Ao experimento de Frederick Griffith, em 1928, se seguiram o de Oswald Avery e colaboradores, em 1944, e o de Alfred Hershey e Martha Chase em 1952; tais pesquisas possibilitaram uma mudança de paradigma: a molécula que contém as informações genéticas passa a ser o DNA. Nos anos 1940, aparecem os trabalhos do grupo capitaneado por Max Delbrück, que explora as ligações entre física, genética e o conceito de informação, e Erwin Schrödinger publica seu influente livro What is Life?. No início dos anos 1950, com o aprimoramento dos experimentos de difração, sedimenta-se a base para o trabalho seminal de James Watson e Francis Crick. Eles vão se beneficiar das diversas correntes de pensamento e das tradições experimentais já mencionadas para construir seu modelo de dupla hélice, em março de 1953; usaram ainda o trabalho de Erwin Chargaff sobre as proporções molares das bases no DNA.
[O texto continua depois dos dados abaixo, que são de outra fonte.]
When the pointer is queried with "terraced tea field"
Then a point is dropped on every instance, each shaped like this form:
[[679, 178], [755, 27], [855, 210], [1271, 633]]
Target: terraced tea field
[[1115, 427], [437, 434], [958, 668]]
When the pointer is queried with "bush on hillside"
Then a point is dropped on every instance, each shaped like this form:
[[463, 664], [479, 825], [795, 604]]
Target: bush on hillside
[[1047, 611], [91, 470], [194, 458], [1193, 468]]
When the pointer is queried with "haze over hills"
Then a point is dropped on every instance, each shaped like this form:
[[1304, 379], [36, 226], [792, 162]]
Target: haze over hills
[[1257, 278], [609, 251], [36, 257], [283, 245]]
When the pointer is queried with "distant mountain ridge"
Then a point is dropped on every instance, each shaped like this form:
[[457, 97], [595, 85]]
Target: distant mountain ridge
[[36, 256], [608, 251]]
Na revista Nature, de 25 de abril de 1953, Watson e Crick publicaram A structure for Deoxyribose Nucleic Acid. No mesmo número saíram os artigos de Wilkins, Alexander Stokes e Herbert Wilson, bem como o de Rosalind Franklin e Raymond Gosling, nos quais o modelo da dupla hélice se mostra compatível com os resultados experimentais de difração. Em maio, Watson e Crick analisaram as implicações genéticas da estrutura do DNA e sugeriram o mecanismo da replicação. O Prêmio Nobel de 1962 seria concedido a Crick, Watson e Wilkins. Rosalind Franklin, outro personagem central nesta história, já havia falecido em 1958.

A partir dos anos 1960, com o código genético decifrado, a biologia molecular entrou em fase de extraordinária expansão, que culminaria com o seqüenciamento do genoma humano em 2002. Nesse período, começaram a ser esclarecidos o papel do RNA e os mecanismos de transcrição e tradução que possibilitam a síntese das proteínas; técnicas novas e poderosas, com o auxílio do computador, automatizaram o seqüenciamento. As aplicações práticas ganharam repercussão econômica e social com os organismos geneticamente modificados, a terapia genética, a clonagem e os testes genéticos. Com eles vieram à luz sérias implicações sócio-ambientais, éticas e culturais com as quais todos nos defrontamos hoje. A visão determinista que reduz o ser humano aos genes, alertam alguns, poderia conduzir ao ressurgimento de práticas eugenistas e discriminatórias. Por outro lado, é imenso o potencial benéfico dos novos conhecimentos na medicina e na geração de novos recursos para a humanidade. A escolha dos rumos a seguir deve pertencer a todos, se queremos uma ciência que contribua efetivamente para a preservação da vida e para a evolução da sociedade humana.

Sopremos, então, as velinhas – em espiral – que comemoram a entrada definitiva do DNA na vida de todos nós.